Coutts and assistant coach Jordan Fitzpatrick had considered kicking Enos off the team, but they realized something wasn’t right with her.
“She didn’t understand why she was behaving the way she was. We knew we had to get her help,” Coutts said.
Enos resisted counseling initially, but eventually realized that it was a necessary part of her treatment.
“I didn’t want to spend time telling someone about myself. I just wanted them to tell me what I needed to do,” Enos said.
Enos underwent baseline testing to assess brain function, which doctors said was compromised by several concussions she suffered playing sports prior to attending UMaine.
When she returned to UMaine for her sophomore year (2019-20), Curran directed her to Dr. Anthony Podraza.
Enos said she felt comfortable with the neuropsychologist, who diagnosed her with attention deficit hyperactivity disorder and borderline personality disorder. She also was found to have a learning disability and an alcohol use problem.
According to the Mayo Clinic, borderline personality disorder affects the way people think and feel about themselves and others, and causes self-image issues and difficulty managing emotions and behavior. It comes with an intense fear of abandonment or instability and a pattern of unhealthy relationships.

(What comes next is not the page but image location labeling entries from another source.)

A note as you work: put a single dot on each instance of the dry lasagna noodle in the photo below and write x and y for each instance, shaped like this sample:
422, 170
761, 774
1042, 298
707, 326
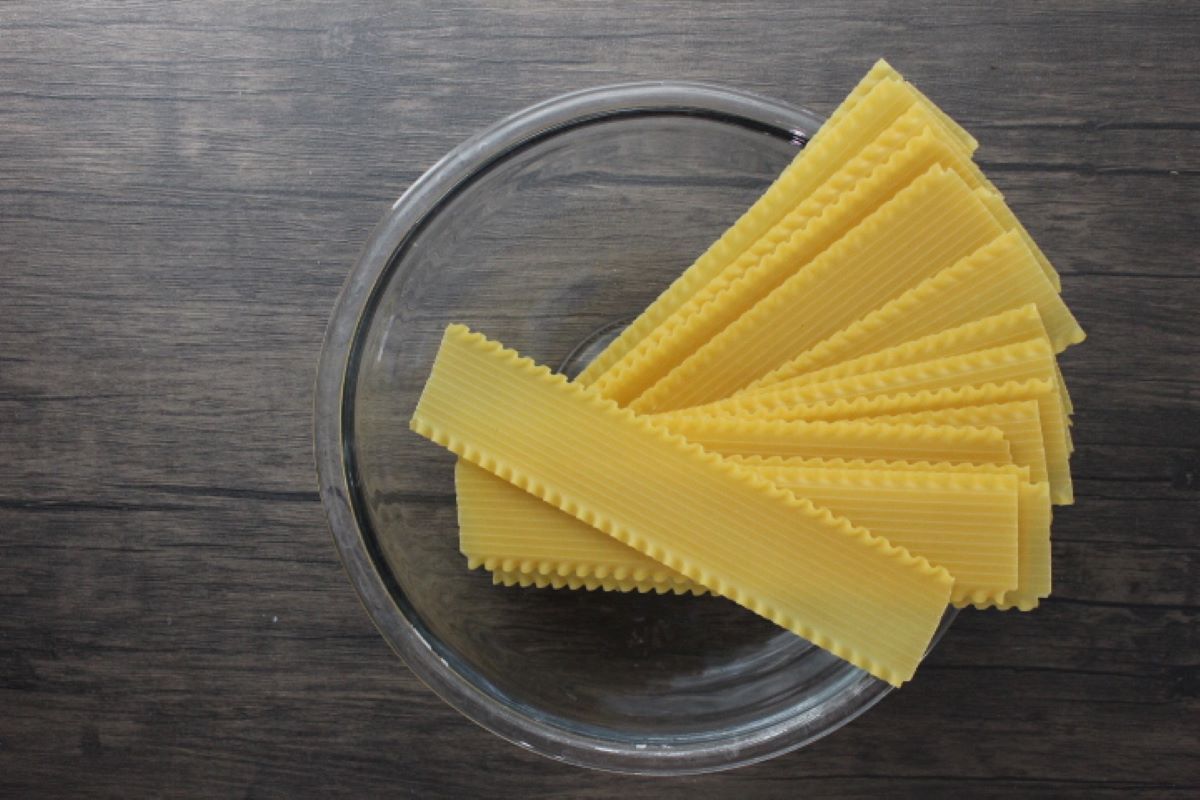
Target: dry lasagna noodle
719, 524
1000, 276
915, 388
923, 229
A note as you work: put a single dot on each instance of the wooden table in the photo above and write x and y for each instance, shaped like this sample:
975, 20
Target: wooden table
183, 190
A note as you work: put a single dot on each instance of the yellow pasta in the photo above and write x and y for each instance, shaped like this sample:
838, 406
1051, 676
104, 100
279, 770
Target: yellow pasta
964, 522
841, 439
717, 523
751, 462
883, 71
924, 228
873, 106
1019, 420
1039, 384
515, 533
1011, 326
523, 541
999, 276
898, 156
1033, 555
517, 578
1006, 217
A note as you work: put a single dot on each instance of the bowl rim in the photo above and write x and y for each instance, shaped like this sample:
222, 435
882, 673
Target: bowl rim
335, 376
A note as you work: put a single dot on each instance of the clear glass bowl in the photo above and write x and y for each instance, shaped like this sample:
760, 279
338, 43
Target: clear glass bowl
549, 233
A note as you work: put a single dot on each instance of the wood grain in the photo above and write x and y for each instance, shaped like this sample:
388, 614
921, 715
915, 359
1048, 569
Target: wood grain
183, 190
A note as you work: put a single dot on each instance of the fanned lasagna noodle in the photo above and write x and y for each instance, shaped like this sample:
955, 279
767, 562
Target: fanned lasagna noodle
1000, 276
1019, 420
876, 102
923, 229
717, 523
1017, 470
965, 522
527, 542
899, 155
841, 439
1021, 324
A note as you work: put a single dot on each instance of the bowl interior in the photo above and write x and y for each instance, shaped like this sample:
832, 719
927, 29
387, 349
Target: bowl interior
549, 248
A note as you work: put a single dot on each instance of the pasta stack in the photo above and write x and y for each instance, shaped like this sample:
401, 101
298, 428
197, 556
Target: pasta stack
844, 415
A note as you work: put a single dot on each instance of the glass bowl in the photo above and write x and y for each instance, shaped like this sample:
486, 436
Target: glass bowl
549, 233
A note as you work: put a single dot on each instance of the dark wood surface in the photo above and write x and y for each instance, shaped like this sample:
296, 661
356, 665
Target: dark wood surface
183, 190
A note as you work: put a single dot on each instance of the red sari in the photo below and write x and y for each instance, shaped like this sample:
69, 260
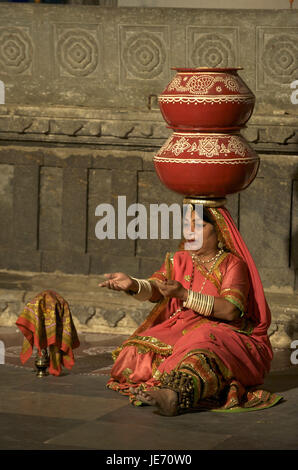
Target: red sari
225, 359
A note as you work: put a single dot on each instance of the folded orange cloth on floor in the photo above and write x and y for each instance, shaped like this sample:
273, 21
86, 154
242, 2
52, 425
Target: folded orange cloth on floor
46, 322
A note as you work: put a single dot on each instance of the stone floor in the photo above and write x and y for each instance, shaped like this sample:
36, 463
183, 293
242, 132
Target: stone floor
75, 411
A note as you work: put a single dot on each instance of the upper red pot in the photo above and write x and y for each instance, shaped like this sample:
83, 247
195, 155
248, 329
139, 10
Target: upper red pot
205, 99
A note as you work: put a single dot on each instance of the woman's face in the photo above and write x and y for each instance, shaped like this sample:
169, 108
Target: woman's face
209, 242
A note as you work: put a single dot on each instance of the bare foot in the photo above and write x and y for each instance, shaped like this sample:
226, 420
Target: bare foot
164, 399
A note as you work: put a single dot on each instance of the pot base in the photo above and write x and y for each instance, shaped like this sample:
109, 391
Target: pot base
205, 201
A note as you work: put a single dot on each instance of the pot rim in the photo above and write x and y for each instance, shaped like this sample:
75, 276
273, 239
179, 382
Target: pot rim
206, 69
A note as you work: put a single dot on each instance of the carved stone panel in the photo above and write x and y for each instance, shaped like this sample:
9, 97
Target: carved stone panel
16, 50
277, 57
212, 46
143, 53
77, 50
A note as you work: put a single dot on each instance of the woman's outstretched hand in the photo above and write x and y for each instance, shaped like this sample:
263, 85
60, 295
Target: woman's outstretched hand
170, 288
119, 281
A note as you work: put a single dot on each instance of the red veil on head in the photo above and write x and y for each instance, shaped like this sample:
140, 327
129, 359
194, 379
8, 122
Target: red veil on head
258, 308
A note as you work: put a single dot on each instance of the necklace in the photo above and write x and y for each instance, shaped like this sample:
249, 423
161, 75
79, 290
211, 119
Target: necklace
196, 257
214, 259
193, 257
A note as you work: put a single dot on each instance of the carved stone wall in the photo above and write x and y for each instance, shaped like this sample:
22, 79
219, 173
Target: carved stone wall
81, 124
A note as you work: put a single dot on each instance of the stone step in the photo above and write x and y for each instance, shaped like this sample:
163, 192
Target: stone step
101, 310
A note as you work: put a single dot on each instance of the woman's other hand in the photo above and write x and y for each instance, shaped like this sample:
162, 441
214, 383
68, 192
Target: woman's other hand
171, 288
120, 282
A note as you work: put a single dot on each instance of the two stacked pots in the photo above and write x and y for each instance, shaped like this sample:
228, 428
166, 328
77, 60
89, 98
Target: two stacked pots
206, 156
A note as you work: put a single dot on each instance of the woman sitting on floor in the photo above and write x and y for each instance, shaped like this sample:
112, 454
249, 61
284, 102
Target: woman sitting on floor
205, 343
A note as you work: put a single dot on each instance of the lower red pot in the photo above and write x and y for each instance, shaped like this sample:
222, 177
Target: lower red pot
206, 164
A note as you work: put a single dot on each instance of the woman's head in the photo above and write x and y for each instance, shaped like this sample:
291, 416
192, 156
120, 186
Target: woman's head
203, 220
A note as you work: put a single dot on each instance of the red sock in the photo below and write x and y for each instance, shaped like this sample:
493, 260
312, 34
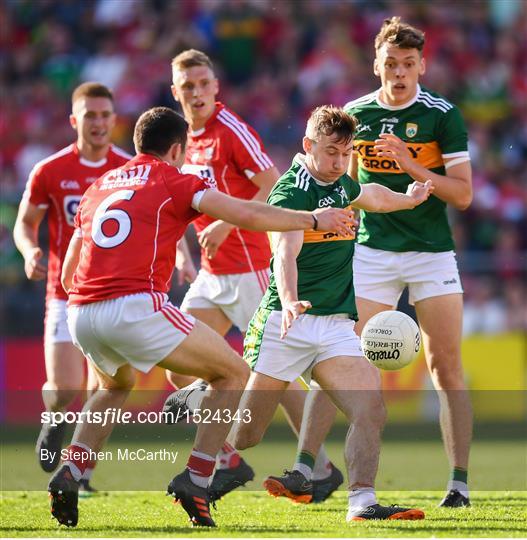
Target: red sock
228, 457
201, 467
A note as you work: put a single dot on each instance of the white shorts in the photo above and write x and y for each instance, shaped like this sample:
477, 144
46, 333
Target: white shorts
381, 276
310, 340
140, 329
55, 322
237, 295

People with borderline personality disorder also often exhibit inappropriate anger, impulsiveness and frequent mood swings that push others away even though there is a desire to have loving and lasting relationships.
The diagnoses helped Enos start making sense of things. She is an only child whose parents divorced when she was 11.

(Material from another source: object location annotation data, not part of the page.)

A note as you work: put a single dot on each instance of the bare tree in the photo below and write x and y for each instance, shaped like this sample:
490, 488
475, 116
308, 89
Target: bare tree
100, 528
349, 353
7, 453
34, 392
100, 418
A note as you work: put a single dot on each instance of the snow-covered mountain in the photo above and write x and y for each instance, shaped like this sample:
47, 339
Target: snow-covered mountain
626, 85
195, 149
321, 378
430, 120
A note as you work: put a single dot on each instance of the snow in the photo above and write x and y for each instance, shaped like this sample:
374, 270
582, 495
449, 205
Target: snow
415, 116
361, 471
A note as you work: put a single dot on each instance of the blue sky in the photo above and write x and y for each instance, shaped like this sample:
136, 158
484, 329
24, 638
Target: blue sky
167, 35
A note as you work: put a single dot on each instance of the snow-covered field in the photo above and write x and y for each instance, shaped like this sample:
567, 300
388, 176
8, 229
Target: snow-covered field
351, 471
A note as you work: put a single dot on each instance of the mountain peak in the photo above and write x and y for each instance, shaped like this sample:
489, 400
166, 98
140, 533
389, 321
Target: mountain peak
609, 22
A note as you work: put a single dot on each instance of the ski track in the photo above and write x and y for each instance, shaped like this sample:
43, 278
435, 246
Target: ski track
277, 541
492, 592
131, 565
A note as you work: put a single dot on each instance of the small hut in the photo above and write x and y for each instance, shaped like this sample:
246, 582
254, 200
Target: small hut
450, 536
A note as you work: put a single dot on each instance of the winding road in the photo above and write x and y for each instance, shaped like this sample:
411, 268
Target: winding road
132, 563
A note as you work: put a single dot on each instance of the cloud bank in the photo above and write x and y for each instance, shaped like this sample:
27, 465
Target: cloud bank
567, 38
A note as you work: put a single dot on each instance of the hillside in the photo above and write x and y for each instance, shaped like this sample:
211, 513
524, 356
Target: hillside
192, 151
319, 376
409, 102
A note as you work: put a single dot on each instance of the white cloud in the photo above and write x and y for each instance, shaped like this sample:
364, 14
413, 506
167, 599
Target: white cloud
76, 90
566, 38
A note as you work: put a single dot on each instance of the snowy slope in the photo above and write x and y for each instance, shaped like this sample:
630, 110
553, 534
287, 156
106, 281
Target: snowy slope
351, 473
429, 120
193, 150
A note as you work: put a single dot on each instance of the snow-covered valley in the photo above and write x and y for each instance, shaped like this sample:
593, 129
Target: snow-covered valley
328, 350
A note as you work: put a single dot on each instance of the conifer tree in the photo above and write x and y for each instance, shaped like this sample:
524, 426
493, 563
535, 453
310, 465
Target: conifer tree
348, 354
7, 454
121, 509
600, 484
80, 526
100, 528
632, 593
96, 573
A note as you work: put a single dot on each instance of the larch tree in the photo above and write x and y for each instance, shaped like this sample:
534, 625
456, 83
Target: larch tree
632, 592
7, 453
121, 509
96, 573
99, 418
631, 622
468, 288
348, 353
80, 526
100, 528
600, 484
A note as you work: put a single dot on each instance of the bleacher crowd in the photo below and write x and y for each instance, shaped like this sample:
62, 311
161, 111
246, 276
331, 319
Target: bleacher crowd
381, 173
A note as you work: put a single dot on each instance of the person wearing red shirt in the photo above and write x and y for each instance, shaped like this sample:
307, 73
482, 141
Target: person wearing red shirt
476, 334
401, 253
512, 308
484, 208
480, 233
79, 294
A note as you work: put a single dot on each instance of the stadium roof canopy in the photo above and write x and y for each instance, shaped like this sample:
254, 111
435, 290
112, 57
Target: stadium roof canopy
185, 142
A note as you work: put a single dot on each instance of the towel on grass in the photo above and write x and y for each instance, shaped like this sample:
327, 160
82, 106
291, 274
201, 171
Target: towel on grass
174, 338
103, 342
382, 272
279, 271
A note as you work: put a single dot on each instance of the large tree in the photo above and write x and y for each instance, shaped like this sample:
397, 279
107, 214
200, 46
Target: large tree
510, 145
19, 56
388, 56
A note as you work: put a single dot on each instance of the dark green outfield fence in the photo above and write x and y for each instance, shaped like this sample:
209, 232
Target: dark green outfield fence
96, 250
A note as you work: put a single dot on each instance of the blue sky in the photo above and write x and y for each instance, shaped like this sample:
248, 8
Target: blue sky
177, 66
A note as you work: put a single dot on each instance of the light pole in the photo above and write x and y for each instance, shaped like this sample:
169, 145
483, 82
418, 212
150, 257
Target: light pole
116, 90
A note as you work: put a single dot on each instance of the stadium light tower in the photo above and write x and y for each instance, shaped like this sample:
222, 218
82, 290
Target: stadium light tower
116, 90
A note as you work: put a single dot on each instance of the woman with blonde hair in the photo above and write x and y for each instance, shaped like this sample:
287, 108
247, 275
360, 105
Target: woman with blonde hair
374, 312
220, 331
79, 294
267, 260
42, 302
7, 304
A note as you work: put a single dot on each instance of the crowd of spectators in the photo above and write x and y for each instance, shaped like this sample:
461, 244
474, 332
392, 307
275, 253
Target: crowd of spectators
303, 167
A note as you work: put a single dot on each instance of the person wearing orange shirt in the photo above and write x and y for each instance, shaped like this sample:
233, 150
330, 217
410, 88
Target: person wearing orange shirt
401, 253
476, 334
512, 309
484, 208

“I was a daddy’s girl and I didn’t understand why he left. It turned to anger,” she said.
After seeing Podraza, Enos also met with Kim Walker, a social worker at Northern Light Health, for counseling.
Teammate Emily Reid, her closest friend, understands why Enos was reluctant to get help at first.
“She is a strong, independent person and she probably felt that was a sign of weakness,” Reid said.
The diagnosis and counseling have done wonders for Enos, who has since opened up to Reid and other teammates about her struggles. She also ended the toxic relationship with her former boyfriend, who transferred from UMaine.
Her grades have improved dramatically as she has been on the Dean’s List the last two semesters. On the field, the speedy left fielder from Taunton, Massachusetts, is batting .284 for UMaine with a team-leading 10 stolen bases.
“She is a different person now,” said Reid who added that Enos has always been a “caring person who will do anything for anyone.”
In February, Coutts asked Enos if she would write a letter detailing her situation. He believed it could be cathartic for her and also might help others who are dealing with similar issues.
“She never hesitated. She said yes right away,” Coutts said.
In her letter, Enos wrote, “I’ve learned that being truthful and vulnerable have been crucial parts of my healing process. Over time, I have found strength in accepting my journey for what it is and what it will become, and I encourage you to do the same.”
She admitted finding therapy frustrating initially.
“I hated every second of it,” Enos said. “It was so emotionally draining and exhausting, but as the sessions went on, I realized that the more honest and open I was, the more my therapist was able to help me.”
She stressed the importance of having plenty of support during the course of her treatment.
“There is always someone who will listen, always someone who cares, and always someone who wants to help,” said Enos, who is thankful for all the help she has received.
“My story and my healing is a work in progress,” Enos said. “I’ve come a long way, but I still have a lot to go, so much more to accomplish, and so much time to become the girl I’ve always dreamed of being.”